- Awarded for: Health centers in India
- Sponsored by: Government of India
- First award: 2015
- Final award: 2024

= Kayakalp Award =

The Kayakalp Award is an award presented by the Indian Ministry of Health and Family Welfare to recognize health centers that promote cleanliness, hygiene, and infection control as an extension of the Swachh Bharat Mission in India. Upon its initial May 2015 founding, the award was limited to district hospitals, but between 2016 and 2017, eligible recipients were expanded to include public health centers and urban health facilities.

==Types==
The Ministry of Health and Family Welfare presents a Best District Hospital Award for each state and union territory of India, presenting additional runner-up awards for areas with more than 25 district hospitals:

| State | Number of District Hospitals | Amount of Cash Award |
|---|---|---|
| Category A | 10 – 25 | Rs. 50.00 lakhs – Winner |
| Category B | 26 – 50 | Rs. 50.00 lakhs – Winner, Rs. 20.00 lakhs – Runner-Up |
| Category C | > 50 | Rs. 50.00 lakhs – Winner, Rs. 20.00 lakhs – First Runner-Up, Rs. 10.00 lakhs – Second Runner-Up |

Additionally, the Ministry of Health and Family Welfare presents a Best Community Health Center and Sub-District Hospital Award for each state and union territory.

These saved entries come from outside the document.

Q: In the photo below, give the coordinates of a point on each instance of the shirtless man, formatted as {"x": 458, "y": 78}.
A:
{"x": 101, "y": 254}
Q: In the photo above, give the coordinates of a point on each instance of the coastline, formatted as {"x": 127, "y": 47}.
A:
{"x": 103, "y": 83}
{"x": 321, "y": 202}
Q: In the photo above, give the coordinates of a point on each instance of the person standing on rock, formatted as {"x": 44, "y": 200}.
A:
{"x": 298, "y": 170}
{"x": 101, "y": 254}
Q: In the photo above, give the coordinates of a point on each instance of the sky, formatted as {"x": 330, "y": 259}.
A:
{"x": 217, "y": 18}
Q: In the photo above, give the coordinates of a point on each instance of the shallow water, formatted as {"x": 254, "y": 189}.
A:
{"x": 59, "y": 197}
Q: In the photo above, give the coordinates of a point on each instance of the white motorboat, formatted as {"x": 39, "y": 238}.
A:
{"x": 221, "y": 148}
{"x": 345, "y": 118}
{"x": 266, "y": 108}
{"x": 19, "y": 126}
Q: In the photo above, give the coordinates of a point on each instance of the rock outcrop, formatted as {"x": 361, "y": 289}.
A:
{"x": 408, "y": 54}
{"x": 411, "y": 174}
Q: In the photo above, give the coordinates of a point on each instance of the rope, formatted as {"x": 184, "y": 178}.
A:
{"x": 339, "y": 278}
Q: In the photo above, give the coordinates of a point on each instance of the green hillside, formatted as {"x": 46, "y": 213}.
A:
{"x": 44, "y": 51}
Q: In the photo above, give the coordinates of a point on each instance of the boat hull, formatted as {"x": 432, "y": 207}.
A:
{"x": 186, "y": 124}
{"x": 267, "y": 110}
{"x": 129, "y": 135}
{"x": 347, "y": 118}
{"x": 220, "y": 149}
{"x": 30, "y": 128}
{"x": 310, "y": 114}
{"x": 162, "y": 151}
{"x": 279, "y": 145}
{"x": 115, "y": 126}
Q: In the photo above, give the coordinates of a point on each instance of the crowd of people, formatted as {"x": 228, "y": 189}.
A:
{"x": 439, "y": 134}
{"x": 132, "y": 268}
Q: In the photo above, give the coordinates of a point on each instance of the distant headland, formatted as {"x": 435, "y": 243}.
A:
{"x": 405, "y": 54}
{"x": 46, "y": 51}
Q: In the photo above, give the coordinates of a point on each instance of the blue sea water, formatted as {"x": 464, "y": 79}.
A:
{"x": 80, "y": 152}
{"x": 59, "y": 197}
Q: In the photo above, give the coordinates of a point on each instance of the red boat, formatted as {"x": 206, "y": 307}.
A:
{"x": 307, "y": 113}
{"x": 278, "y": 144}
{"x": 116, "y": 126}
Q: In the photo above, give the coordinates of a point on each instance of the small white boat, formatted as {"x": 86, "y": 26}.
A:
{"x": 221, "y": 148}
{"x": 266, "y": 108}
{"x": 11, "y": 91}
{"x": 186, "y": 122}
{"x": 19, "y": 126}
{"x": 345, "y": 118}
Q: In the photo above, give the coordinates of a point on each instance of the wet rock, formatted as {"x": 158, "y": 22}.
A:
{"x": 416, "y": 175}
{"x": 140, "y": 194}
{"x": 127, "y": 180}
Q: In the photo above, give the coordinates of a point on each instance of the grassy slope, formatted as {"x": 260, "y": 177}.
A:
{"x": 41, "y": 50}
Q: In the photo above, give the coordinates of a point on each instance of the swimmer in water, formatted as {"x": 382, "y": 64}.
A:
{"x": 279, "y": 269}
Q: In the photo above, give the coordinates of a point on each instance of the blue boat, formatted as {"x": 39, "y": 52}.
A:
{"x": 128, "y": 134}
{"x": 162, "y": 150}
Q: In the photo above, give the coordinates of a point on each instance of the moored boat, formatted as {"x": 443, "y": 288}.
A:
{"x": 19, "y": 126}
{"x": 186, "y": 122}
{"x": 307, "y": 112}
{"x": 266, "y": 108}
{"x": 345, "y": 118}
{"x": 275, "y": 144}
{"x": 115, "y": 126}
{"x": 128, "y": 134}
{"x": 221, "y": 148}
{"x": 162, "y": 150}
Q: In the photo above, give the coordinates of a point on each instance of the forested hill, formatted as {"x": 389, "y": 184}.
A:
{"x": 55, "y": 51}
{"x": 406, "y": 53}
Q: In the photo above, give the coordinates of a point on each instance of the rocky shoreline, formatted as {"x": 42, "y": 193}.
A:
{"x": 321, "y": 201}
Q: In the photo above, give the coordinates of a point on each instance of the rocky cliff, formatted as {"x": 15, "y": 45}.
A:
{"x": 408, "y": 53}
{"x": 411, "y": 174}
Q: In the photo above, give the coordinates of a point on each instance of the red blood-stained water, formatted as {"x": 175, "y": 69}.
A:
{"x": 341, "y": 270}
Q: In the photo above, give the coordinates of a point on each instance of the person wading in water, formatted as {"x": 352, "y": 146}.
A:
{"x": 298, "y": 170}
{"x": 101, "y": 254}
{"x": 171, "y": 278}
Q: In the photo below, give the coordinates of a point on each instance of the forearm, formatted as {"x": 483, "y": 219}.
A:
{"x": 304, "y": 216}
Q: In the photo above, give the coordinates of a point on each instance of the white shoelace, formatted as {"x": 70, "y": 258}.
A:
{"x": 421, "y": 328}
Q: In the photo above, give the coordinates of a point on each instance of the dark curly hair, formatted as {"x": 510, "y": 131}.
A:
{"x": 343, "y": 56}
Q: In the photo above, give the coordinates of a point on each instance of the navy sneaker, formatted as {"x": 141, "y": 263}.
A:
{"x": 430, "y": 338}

In areas with more than ten district hospitals, the Ministry awards two of these awards. Lastly, the Ministry of Health and Family Welfare recognizes the Best Primary Health Center in each district of India.

==Criteria==
The Ministry of Health and Family Welfare selects recipients based on the facility's upkeep, sanitation, waste management, infection control, support services, and hygiene promotion. Facilities are graded on standardized metrics and only those that receive at least a 70% score are eligible to be picked by state-level review boards.